A turma da bicicleta encara a avenida Paulista, na sexta-feira à noite, para mostrar à cidade que ciclista também é gente. A imagem foi feita pelo ouvinte-internauta Daniel Aveiro e o evento se repete toda última sexta-feira do mês, há cinco anos.

A turma da bicicleta encara a avenida Paulista, na sexta-feira à noite, para mostrar à cidade que ciclista também é gente. A imagem foi feita pelo ouvinte-internauta Daniel Aveiro e o evento se repete toda última sexta-feira do mês, há cinco anos.
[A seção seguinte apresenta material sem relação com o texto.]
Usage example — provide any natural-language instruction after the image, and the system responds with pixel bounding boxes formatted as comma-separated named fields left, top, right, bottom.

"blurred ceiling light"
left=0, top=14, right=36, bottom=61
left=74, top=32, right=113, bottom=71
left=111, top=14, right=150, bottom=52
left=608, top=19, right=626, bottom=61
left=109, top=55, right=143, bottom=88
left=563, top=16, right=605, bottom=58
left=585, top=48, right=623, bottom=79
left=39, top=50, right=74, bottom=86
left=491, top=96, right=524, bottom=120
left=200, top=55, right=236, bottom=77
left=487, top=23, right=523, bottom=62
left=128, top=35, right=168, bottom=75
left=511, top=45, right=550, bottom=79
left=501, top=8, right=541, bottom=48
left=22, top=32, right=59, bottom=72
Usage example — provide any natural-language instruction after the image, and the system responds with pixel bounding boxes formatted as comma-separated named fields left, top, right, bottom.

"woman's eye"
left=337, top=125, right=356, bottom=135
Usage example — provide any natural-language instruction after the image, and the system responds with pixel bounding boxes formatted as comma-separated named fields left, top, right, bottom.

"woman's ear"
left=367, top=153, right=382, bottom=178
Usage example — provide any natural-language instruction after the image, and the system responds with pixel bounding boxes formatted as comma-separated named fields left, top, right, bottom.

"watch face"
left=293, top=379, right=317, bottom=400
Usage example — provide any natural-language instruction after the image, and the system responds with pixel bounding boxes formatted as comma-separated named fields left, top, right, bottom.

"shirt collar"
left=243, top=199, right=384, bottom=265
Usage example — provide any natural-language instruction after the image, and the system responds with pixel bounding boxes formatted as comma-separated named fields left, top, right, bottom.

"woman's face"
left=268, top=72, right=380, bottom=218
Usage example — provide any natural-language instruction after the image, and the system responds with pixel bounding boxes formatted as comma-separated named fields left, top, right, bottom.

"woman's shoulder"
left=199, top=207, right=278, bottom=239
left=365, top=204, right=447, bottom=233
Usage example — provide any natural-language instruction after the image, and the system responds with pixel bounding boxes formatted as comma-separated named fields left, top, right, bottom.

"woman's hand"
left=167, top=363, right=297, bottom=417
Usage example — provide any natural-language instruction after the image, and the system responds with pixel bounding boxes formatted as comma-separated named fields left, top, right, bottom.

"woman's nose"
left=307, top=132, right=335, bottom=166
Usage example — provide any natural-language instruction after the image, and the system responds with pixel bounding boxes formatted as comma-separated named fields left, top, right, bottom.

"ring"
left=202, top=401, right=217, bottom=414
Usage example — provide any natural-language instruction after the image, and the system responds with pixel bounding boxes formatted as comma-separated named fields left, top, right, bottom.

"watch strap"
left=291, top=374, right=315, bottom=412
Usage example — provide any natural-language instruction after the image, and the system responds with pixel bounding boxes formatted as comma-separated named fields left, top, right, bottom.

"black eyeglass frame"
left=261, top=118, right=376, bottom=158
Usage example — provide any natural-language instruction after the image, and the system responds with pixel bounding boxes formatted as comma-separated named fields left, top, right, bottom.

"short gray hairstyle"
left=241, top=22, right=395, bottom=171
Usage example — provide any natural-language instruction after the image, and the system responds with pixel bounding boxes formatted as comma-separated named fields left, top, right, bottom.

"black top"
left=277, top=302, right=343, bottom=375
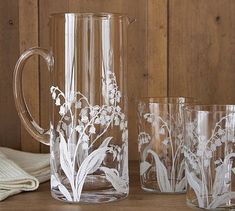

Oi Milton, bela foto, mas não é apenas a “turma da bicicleta” e sim a Bicicletada, movimento com 5 anos de idade, nome usado aqui no Brasil e em Portugal para o “Critical Mass”, movimento de ocupação das ruas por veículos não-motorizados que começou em São Francisco em 1992 e hoje acontece em mais de 400 cidades ao redor do planeta. Nessa edição haviam 150 ciclistas, um belo aquecimento para a Bicicletada do 22 de setembro, Dia Mundial Sem Carro. Para maiores informações sobre o movimento acessem http://www.bicicletada.org e para saber sobre o Critical Mass (Massa Crítica) vai o link: http://pt.wikipedia.org/wiki/Massa_Crítica
Abraços
André Pasqualini
Será que a cidade entendeu que os ciclistas também são gentes?
Eles merecem respeito, pois também são usuarios do nosso transito,apesar de muita gente achar que usuarios do transito são somente os motoristas; um terrivel engano que gera mortes e acidendes graves.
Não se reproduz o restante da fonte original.